- Written by: Gérald Sibleyras (original French play), translated into English and adapted by Tom Stoppard
- Subject: A Parisian boulevard comedy about three men: an idealist, a pragmatist and a fence sitter
- Genre: Comedy

Premiere
- Date premiered: 18 October 2005
- Place premiered: Wyndham's Theatre London

= Heroes (play) =

Heroes is a 2005 translation into English and adaptation by Tom Stoppard of the 2003 French play Le Vent Des Peupliers by Gérald Sibleyras.

The play is a comedy set in 1959 in a French retirement home for First World War veterans. (The literal translation of Le vent des peupliers is "The Wind in the Poplars". During the adaptation into English, there was concern this might cause confusion due to being too close to the popular children's title The Wind in the Willows, so Heroes was agreed as the English title.
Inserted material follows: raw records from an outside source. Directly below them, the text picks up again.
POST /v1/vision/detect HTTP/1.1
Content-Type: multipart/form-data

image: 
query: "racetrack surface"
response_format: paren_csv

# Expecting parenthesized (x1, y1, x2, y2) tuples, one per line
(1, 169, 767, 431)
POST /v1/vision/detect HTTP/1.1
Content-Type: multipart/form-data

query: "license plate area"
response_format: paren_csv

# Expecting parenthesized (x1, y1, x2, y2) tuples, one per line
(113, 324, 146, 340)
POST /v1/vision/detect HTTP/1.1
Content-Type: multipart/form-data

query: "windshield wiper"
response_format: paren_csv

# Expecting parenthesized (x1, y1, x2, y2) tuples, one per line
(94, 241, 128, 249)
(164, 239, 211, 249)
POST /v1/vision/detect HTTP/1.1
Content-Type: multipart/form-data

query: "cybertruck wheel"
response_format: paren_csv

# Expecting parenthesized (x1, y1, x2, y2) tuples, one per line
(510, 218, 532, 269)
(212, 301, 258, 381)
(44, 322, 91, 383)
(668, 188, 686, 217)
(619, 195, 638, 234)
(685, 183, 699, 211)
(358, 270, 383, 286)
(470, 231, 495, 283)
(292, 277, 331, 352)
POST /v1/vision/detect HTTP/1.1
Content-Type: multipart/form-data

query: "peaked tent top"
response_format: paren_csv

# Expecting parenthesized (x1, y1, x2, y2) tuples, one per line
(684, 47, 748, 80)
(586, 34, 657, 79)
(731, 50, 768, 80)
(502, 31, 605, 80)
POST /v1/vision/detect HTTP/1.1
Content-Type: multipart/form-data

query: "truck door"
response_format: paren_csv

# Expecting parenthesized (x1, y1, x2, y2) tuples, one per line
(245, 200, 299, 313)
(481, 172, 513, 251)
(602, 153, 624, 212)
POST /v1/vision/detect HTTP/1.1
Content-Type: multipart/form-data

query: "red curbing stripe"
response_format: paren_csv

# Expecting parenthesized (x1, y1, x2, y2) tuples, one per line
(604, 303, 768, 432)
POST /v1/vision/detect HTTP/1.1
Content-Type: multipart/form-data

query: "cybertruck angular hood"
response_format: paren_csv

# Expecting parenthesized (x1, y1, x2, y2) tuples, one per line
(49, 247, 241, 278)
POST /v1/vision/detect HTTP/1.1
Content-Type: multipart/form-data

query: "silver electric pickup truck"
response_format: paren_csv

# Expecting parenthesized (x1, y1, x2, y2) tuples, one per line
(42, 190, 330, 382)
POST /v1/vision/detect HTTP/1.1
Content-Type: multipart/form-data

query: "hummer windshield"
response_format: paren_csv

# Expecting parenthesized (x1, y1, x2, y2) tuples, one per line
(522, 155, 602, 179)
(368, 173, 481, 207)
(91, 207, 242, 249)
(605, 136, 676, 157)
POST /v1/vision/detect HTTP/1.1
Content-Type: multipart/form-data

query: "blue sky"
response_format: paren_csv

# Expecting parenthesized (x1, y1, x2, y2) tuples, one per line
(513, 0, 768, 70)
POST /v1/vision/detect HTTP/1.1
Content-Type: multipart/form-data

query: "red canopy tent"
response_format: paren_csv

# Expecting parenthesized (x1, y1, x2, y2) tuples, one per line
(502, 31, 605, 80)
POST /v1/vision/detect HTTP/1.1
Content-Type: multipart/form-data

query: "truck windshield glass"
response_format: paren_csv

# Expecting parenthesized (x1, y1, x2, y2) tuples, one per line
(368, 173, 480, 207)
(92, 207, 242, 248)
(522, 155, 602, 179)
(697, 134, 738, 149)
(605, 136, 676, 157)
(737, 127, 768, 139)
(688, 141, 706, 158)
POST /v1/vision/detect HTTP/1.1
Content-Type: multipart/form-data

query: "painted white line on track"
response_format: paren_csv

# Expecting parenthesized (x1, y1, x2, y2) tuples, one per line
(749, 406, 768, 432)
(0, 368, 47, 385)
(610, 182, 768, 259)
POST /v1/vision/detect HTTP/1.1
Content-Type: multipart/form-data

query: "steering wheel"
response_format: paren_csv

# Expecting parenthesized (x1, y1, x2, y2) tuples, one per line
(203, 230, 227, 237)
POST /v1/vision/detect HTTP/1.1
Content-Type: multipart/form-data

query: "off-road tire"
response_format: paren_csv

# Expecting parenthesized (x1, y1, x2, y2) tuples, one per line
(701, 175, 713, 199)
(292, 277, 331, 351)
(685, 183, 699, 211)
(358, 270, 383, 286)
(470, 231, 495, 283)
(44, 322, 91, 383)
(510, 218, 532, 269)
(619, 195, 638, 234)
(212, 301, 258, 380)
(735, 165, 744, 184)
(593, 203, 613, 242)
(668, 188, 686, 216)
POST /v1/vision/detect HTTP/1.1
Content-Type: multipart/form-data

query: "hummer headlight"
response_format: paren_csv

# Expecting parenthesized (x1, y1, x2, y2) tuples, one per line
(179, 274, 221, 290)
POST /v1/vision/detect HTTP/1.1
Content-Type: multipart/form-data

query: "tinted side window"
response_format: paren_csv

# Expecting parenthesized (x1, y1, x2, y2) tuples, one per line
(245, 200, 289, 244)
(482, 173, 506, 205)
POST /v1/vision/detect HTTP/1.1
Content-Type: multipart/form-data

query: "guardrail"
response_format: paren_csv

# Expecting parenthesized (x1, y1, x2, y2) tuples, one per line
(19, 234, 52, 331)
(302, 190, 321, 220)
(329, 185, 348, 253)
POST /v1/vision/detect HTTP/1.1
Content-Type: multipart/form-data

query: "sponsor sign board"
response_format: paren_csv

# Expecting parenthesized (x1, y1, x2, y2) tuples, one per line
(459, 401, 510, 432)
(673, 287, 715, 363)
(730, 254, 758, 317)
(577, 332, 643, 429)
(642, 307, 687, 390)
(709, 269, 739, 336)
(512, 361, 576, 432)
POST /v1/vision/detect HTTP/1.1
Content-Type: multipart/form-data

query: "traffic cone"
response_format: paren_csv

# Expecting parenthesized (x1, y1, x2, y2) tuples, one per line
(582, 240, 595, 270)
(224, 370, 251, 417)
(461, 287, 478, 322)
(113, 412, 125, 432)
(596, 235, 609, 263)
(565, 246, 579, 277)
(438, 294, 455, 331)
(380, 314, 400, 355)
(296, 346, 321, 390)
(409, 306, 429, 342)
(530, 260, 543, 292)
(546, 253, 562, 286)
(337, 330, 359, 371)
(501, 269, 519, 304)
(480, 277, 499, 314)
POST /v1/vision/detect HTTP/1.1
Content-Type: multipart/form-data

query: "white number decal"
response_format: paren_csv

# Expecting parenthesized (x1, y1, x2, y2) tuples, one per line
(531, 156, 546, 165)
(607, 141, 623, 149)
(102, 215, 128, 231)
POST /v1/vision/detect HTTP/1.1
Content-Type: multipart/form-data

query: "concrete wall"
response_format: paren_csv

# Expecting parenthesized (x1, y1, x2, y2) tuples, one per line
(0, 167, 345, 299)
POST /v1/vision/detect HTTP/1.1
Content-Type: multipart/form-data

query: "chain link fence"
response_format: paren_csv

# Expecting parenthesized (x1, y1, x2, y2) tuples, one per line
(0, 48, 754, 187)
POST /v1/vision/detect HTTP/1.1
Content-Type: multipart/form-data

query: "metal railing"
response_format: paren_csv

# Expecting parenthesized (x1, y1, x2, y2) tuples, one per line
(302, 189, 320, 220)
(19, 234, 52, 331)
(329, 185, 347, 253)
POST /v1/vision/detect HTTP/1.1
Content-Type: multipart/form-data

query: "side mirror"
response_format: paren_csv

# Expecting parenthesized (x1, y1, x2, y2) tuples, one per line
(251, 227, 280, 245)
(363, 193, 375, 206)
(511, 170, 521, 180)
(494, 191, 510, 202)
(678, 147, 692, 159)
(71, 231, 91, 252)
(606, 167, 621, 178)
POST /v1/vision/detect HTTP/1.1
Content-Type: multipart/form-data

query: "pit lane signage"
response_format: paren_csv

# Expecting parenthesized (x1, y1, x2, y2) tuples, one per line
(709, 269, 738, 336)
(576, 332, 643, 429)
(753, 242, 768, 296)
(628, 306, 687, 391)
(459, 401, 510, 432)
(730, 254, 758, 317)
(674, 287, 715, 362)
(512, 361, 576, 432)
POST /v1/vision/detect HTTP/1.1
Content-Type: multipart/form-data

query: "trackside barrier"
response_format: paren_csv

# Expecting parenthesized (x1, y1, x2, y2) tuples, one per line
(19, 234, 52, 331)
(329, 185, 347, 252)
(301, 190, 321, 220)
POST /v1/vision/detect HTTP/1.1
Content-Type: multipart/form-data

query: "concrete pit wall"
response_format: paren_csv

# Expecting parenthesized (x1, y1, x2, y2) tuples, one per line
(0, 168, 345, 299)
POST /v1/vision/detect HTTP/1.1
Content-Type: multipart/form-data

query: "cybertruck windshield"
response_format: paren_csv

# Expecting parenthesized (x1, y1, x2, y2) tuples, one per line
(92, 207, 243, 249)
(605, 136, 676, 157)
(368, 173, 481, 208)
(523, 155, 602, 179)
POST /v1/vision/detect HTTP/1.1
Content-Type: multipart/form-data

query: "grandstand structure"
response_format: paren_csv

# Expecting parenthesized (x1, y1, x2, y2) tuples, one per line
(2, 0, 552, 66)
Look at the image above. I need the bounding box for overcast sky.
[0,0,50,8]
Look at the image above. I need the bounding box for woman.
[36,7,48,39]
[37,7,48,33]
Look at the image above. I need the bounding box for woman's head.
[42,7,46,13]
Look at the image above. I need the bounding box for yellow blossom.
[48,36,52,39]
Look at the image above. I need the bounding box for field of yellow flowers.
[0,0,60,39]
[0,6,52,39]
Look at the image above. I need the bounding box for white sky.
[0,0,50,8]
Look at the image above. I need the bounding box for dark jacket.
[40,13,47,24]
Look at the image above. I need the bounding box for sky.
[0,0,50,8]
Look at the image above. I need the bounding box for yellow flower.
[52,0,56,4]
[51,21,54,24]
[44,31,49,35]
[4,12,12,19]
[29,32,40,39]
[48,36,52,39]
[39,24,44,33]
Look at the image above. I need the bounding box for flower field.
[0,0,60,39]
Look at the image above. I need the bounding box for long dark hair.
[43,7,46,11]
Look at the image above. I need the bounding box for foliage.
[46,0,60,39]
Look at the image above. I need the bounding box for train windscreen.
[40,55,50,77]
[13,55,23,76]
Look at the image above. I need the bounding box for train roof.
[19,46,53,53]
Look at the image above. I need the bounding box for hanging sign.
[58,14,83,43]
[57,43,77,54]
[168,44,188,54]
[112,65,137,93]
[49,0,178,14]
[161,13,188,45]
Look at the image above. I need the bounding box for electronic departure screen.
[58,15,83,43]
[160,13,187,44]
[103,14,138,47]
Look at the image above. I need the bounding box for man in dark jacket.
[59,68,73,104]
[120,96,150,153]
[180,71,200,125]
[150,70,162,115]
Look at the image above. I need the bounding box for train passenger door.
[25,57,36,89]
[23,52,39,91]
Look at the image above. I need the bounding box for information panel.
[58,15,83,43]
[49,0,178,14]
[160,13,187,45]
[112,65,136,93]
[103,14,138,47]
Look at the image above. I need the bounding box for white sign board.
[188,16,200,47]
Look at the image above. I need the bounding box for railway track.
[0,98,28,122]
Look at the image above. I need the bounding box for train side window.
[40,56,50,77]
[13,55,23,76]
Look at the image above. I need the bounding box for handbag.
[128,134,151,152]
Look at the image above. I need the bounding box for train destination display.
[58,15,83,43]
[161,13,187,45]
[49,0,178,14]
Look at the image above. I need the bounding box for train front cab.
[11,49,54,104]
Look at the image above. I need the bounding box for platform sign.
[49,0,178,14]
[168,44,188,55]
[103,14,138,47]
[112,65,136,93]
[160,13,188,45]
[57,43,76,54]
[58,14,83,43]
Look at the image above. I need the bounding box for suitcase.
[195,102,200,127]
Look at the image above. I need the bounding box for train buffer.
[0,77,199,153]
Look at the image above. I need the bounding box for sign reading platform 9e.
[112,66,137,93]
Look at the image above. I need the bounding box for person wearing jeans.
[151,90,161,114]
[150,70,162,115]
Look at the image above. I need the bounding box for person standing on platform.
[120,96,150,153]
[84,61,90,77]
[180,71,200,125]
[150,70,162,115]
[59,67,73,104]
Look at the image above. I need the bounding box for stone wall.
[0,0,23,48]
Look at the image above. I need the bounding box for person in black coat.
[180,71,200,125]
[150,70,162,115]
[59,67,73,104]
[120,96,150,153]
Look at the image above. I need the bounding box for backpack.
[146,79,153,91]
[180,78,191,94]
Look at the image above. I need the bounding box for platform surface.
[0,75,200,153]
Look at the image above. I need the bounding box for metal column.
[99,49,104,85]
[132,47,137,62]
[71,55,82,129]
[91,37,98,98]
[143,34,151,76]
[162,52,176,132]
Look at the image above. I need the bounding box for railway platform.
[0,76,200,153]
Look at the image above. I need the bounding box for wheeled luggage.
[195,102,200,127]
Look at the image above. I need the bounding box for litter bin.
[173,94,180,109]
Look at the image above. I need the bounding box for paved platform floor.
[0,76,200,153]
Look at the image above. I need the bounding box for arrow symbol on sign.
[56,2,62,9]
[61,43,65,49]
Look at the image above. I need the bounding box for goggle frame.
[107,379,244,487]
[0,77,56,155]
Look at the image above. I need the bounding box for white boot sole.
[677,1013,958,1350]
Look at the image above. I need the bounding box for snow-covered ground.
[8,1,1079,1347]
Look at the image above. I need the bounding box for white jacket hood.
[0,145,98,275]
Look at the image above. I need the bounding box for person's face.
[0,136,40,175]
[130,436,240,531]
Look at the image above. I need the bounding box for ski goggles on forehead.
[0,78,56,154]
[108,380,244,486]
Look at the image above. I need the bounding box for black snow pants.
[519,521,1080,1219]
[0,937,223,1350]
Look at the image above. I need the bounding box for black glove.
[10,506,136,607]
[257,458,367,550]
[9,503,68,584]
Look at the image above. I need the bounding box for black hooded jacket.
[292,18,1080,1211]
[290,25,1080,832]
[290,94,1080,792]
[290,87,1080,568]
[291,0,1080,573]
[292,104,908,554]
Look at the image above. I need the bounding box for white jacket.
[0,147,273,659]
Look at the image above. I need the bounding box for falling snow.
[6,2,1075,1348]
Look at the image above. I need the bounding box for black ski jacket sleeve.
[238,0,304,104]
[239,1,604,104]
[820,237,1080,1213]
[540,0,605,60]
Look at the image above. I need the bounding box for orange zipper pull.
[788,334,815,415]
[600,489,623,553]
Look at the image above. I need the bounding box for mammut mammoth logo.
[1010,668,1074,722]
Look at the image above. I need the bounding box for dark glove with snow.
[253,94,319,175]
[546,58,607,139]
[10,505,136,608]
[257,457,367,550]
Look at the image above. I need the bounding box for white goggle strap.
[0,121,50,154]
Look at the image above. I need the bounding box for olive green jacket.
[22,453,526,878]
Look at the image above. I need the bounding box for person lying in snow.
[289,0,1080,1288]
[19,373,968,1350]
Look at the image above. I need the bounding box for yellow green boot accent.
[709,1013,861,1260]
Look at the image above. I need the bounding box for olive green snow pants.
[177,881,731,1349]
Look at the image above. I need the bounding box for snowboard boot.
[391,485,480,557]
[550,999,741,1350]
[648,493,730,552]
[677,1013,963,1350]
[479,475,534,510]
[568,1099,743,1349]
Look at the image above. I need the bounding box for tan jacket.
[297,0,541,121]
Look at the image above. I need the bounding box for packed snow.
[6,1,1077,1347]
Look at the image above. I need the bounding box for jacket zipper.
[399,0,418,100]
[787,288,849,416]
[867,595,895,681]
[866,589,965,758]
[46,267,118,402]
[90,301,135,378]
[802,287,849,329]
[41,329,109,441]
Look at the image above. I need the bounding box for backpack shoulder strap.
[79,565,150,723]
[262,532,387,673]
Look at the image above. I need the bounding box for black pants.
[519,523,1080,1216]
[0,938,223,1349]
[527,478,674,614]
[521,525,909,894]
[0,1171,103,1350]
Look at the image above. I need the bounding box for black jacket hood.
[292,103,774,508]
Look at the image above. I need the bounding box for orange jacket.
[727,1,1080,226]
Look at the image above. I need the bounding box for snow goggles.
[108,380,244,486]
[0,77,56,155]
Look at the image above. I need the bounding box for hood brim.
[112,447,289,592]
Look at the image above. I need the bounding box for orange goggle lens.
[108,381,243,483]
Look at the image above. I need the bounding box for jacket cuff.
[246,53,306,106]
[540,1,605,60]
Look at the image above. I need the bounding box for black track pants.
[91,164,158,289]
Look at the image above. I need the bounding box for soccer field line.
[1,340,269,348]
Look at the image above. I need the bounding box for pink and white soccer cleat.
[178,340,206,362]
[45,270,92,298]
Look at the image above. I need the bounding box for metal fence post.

At the time, Stoppard said, "To tell you the truth, if Charles Wood hadn't written a play called Veterans [in 1972], we would have called it that.")

The original production opened at London's Wyndham's Theatre on 18 October 2005 and closed on 14 January 2006. It starred Richard Griffiths, John Hurt and Ken Stott.

In 2007, the first American production opened at the Geffen Playhouse in Los Angeles, starring Richard Benjamin, Len Cariou, and George Segal.